Undertoad • Oct 30, 2004 9:25 am
Welcome Spray from Sheffield, good first post. (United or Wednesday? When I was a young one I lived in S10, the Hallamshire area.)
xoxoxoBruce • Oct 30, 2004 6:39 pm
I need to put a arm around bobfromamerica and tell him that its OK everything will be allright, done watch tv for a week

Bwahahahahahahahahahhahaha!! :lol2:

Welcome to the Cellar, Spray :thumbsup:
Spray • Oct 30, 2004 9:04 pm
Undertoad wrote:
Welcome Spray from Sheffield, good first post. (United or Wednesday? When I was a young one I lived in S10, the Hallamshire area.)

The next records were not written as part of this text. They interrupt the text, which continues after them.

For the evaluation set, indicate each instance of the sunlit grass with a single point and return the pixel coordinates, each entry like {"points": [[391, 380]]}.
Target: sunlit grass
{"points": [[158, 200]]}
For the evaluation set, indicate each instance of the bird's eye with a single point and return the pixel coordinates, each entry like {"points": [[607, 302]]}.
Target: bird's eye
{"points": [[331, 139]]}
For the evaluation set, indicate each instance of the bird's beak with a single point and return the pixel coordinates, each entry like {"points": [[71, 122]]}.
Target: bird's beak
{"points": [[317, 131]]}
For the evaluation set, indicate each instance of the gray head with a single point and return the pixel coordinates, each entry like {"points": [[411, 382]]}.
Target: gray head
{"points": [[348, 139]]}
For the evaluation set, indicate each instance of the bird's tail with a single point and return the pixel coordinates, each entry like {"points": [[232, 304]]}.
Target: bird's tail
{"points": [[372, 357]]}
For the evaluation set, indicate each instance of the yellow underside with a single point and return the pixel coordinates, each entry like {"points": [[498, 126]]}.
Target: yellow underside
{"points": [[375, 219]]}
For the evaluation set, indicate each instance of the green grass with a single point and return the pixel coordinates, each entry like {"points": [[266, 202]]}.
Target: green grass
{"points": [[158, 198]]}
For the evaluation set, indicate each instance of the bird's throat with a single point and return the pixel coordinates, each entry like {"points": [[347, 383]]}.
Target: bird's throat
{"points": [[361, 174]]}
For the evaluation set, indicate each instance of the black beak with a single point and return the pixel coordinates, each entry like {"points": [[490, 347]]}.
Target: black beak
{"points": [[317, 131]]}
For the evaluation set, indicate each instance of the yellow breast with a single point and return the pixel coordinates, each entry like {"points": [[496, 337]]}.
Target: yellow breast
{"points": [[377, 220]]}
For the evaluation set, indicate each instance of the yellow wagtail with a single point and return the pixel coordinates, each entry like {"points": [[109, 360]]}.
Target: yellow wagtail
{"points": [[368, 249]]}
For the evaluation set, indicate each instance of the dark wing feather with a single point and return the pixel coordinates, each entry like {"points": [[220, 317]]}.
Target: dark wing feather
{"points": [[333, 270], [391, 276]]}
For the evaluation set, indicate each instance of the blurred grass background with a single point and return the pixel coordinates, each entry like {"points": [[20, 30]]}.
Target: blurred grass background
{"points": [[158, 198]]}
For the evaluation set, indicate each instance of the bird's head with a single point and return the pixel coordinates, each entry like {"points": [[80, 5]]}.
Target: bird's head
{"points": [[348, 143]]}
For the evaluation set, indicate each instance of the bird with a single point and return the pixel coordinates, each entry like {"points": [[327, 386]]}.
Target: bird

this is wired i work at the hallamshire hospital underfrog and a bit of an owls fan dont get to go to the matches that much (job and small child stop me).which is good caus they are £20m in det and playing crap.when did you live in sheffield it chanced abit over the last 2to3 year gone all cosmopolitan,cafe and bars going up all over the place the people dont change, still down to earth northerns. i see you lived in the good part of shef,i started in the crap side Parson cross but drag meself up and out of the gutter to nether edge. if you tell me where you lived i will take some photo and put them up mi old china ,you can have a walk down memory lane? o thanks for the welcome xoxoxoBruce ,
back to the tread ive been to the states drove all around new england flu back home from boston 2 day before the nutters jumped the planes,that was scary, one experince i remenber is going in a shop (store) and the bloke behind the till thought i was german this not a very good thing to say to a englishman :eyebrow: so i asked if he was a canadian (to even up the score) i dont now where im going with this so im going to shut up!!!!
Bob dont forget to get shut of the tv!!!!! and read a book.i would recomend 1984 by George Orwell if you cannot find it i will send it you

one last thing i hope kerry wins (sorry bush fans but i look at bush and think mmmmmmmm theres somethin not quite right there!!!!)
wolf • Oct 30, 2004 10:17 pm
Funny, some of us here think the same about Kerry.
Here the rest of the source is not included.